Bruno Stephan, the Dutch mechanic who reinforced Godard during this piece, confirmed only much later in his life – at the age of 88 in 1963 – that this area was not traveled by car, but by train and boat. Godard had long since disappeared from the scene, dying in 1919.

“[Godard] performed this series of incredible tests of endurance,” says St Clair. “He seemed to be a problem solver. He was charismatic and made a huge impression on people who met him even briefly.”

She then began to plot his movements on her map, along with those of his competitors.

“I had a breakthrough moment,” she says. “His reported movements through space were really suspicious, didn’t make sense.” She speculates about what might have happened “if other people had been looking at a map at that moment, at what he was saying.”

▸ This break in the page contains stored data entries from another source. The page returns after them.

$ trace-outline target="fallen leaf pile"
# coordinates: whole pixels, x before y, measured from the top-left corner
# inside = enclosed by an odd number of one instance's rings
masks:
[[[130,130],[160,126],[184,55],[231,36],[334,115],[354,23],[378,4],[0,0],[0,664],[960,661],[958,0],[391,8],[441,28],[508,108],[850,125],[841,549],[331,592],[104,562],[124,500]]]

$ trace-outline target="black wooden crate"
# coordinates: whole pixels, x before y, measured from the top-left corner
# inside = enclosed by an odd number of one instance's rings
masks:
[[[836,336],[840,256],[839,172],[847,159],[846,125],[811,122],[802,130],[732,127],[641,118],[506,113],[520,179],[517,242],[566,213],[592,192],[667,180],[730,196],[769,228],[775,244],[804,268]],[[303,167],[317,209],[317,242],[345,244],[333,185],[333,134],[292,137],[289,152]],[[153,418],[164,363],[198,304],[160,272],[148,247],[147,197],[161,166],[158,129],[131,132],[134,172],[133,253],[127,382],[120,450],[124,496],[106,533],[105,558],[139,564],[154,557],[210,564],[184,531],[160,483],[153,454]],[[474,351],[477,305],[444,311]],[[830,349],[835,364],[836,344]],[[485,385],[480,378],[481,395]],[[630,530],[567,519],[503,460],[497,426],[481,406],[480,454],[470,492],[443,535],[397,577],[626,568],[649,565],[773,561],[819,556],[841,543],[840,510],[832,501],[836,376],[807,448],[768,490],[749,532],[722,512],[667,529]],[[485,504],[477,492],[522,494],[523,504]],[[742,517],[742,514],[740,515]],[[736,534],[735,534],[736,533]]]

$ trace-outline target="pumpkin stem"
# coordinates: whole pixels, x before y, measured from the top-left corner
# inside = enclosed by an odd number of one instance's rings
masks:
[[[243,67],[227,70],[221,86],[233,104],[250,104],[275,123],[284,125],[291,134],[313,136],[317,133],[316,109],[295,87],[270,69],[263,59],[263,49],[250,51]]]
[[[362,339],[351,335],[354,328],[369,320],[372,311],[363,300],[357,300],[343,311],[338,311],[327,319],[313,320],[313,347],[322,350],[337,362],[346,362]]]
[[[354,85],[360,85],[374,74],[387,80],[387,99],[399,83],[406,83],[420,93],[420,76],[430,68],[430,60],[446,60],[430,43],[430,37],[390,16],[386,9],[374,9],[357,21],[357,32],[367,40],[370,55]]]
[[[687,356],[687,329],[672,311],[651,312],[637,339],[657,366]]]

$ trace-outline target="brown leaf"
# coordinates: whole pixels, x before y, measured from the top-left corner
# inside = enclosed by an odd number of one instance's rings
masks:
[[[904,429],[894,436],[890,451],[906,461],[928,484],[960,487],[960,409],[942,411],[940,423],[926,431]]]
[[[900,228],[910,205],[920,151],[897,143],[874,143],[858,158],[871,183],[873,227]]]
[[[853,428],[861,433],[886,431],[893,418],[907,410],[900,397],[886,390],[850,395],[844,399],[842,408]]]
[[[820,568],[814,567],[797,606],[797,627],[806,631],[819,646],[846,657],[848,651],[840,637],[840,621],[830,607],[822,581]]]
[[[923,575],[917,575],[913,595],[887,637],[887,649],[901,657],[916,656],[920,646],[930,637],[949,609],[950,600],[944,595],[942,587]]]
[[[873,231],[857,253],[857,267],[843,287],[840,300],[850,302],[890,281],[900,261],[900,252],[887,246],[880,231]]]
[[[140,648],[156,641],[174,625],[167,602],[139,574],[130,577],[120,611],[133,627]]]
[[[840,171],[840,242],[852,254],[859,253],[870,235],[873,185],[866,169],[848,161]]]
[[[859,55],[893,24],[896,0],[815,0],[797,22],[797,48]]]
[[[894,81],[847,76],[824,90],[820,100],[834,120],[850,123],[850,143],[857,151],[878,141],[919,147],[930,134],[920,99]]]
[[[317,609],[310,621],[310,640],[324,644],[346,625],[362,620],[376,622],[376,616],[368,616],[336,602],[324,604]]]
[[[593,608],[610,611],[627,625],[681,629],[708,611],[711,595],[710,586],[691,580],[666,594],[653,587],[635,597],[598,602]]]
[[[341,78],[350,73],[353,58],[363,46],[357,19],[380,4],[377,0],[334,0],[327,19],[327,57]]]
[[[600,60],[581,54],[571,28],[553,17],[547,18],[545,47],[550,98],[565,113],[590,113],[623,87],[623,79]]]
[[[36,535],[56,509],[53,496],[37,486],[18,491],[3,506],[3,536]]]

Still, it’s not enough to make him the villain in the book.

“The whole world loves an anti-hero, a villain,” St. Clair says, adding: “My respect for the prince grew as well.”

It was therefore only logical that Borghese and his team were the first to cross the finish line, much to the enthusiasm of the public in Paris.

“[The race] “It became a kind of worldwide news phenomenon,” St Clair says. “It was really interesting to watch, because it was this kind of worldwide demonstration of what the car could do. It got people excited.”

For the author it brought back memories of watching Driving to survive during the Covid lockdown.

“There are echoes of it now,” she says of Beijing-Paris. “The world follows teams and stories of human drama, money, athleticism, glamour. The seeds of so much of the way we think about cars, the way cars have revolutionized the world, are there in this incredible journey.”